Chuan Jiao Ye Tu — Sichuan Pepper Wild Rabbit
Quick Info
- Flavor
- Fiercely spicy and intensely numbing, with the earthy gaminess of rabbit amplified by dried chilies and Sichuan peppercorns. A bold, complex heat that builds with every bite.
- Texture
- Lean, firm rabbit meat cut into small pieces, slightly chewy with crispy edges from the wok, studded with crunchy dried chilies and peppercorns
- Spice Level
- 🌶️🌶️🌶️🌶️ — Serious heat — a full má là (numbing-spicy) assault that will make your lips tingle for minutes
- Temperature
- Served Hot
Ingredients
Allergens
Possible
These ingredients may vary by restaurant. Ask your server to confirm.
The Story
Sichuan has a long love affair with rabbit — the province consumes more rabbit meat than anywhere else in China, and possibly the world. While rabbit is uncommon on menus in most Chinese cities, in Chengdu it is everywhere: cold, stir-fried, roasted, skewered. The wild rabbit version (野兔) carries a deeper, gamier flavor than farmed rabbit, and Sichuan cooks match that intensity with an equally bold treatment of chilies and peppercorns.

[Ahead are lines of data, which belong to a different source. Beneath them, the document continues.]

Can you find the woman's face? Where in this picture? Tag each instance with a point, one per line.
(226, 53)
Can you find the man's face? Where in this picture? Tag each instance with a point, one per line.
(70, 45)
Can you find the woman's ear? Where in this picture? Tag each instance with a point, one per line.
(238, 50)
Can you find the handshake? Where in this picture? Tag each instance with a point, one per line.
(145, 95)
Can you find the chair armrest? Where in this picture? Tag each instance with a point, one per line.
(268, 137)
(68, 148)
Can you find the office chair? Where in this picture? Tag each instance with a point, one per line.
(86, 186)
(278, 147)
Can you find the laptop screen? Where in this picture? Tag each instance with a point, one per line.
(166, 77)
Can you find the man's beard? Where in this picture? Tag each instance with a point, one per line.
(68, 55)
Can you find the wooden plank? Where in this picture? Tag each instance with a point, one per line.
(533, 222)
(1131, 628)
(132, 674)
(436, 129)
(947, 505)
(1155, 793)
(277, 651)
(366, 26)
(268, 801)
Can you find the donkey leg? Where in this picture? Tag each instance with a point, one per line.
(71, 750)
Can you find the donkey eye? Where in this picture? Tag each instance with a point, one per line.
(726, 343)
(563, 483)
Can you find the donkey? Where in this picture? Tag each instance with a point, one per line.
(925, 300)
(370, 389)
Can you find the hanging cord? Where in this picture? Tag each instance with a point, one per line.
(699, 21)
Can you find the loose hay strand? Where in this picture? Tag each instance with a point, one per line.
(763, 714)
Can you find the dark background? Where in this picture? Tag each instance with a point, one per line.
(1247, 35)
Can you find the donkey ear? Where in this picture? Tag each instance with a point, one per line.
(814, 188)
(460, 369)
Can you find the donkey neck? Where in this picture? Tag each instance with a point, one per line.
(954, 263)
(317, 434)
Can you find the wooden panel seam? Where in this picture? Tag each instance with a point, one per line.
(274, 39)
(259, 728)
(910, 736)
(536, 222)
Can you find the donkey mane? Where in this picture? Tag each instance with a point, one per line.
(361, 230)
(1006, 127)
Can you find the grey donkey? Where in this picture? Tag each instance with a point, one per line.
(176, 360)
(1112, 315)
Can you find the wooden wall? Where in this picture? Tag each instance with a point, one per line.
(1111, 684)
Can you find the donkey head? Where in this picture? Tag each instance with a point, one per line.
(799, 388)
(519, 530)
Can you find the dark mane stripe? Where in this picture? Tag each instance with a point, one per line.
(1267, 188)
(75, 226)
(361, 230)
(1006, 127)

川椒野兔 represents the má là (numbing-spicy) philosophy at its most unapologetic. The dish buries tender rabbit pieces under a mountain of dried chilies and Sichuan peppercorns, creating a flavor experience that is simultaneously fiery, numbing, and deeply aromatic. It’s a dish that rewards adventurous eaters and catches the unprepared completely off guard.
What to Expect
A wok-blackened plate arrives heaped with small rabbit pieces nearly hidden beneath a sea of dried red chilies and whole Sichuan peppercorns. The aroma is intensely spicy — your eyes may water before you take your first bite. Dig through the chilies to find the rabbit pieces, which are cut small and bone-in. The meat is lean and firm with a subtle gaminess, its edges crisped from high-heat wok frying. The numbness from the peppercorns arrives a few seconds after the chili burn, creating the signature má là double-hit. The flavor is complex and addictive, though the heat level is genuinely intense.
Tips
This dish is not for the spice-averse — at spice level 4, it delivers serious heat. If you’re new to Sichuan food, work your way up with milder dishes first. The dried chilies on the plate are for flavor, not eating — pick around them to find the rabbit pieces. Pair with plain white rice (白饭) and a mild vegetable dish to balance the heat. Rabbit is a lean meat and can be bony, so eat carefully. A cold beer or sweet soy milk (豆浆) will soothe the burn better than water. Expect to pay 50-80 yuan for a portion in Chengdu.